В это воскресенье у Флобера никого больше не было, и наша беседа с Тургеневым затянулась. Я расспрашивал писателя о его методе работы, недоумевал, почему он сам не переводит своих книг; надо заметить, что он очень хорошо говорил по-французски, только чуть-чуть медленно, что объяснялось его требовательностью к себе.
Тургенев признался мне, что Академия и академический словарь повергают его в трепет. Он перелистывает дрожащими пальцами этот грозный словарь, точно кодекс словосочетаний, карающий любую вольность. После этих поисков он терзается сомнениями, которые убивают удачу и лишают его всякого желания дерзать.

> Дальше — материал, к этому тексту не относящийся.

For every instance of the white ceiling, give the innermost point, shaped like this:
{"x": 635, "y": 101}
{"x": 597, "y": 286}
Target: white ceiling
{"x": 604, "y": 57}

Мне помнится, что в очерке, написанном в то время, Тургенев не отважился сказать «бледные глаза» из страха перед Сорока бессмертными и перед тем, как они отнесутся к этому эпитету.
Я не впервые сталкивался с подобными страхами: они обуревали и моего друга Мистраля, тоже завороженного куполом Академии — этим бутафорским монументом, фигурирующим в круглой рамке на изданиях Дидо.
Я высказал по этому поводу Тургеневу все, что накипело у меня на душе, а именно: что французский язык не мертвый язык, на котором можно писать по словарю застывших выражений, расположенных в алфавитном порядке, как в «Градусе».[171] Для меня язык — прекрасная, полноводная река, в которой трепещет и кипит жизнь. Река уносит по пути много мусора — люди все в нее кидают, — но не мешайте ей течь: она сумеет отобрать самое ценное.
170
Ниттис, Джузеппе (1846–1884) — итальянский художник, работавший во Франции; писал много пейзажей Парижа и его окрестностей.
171
«Cradus ad Parnassum» («Ступень, ведущая на Парнас») — словарь латинского языка и «поэтических выражении», составленный для желающих сочинять латинские стихи. По образцу латинского «Градуса» был создан и французский «Градус».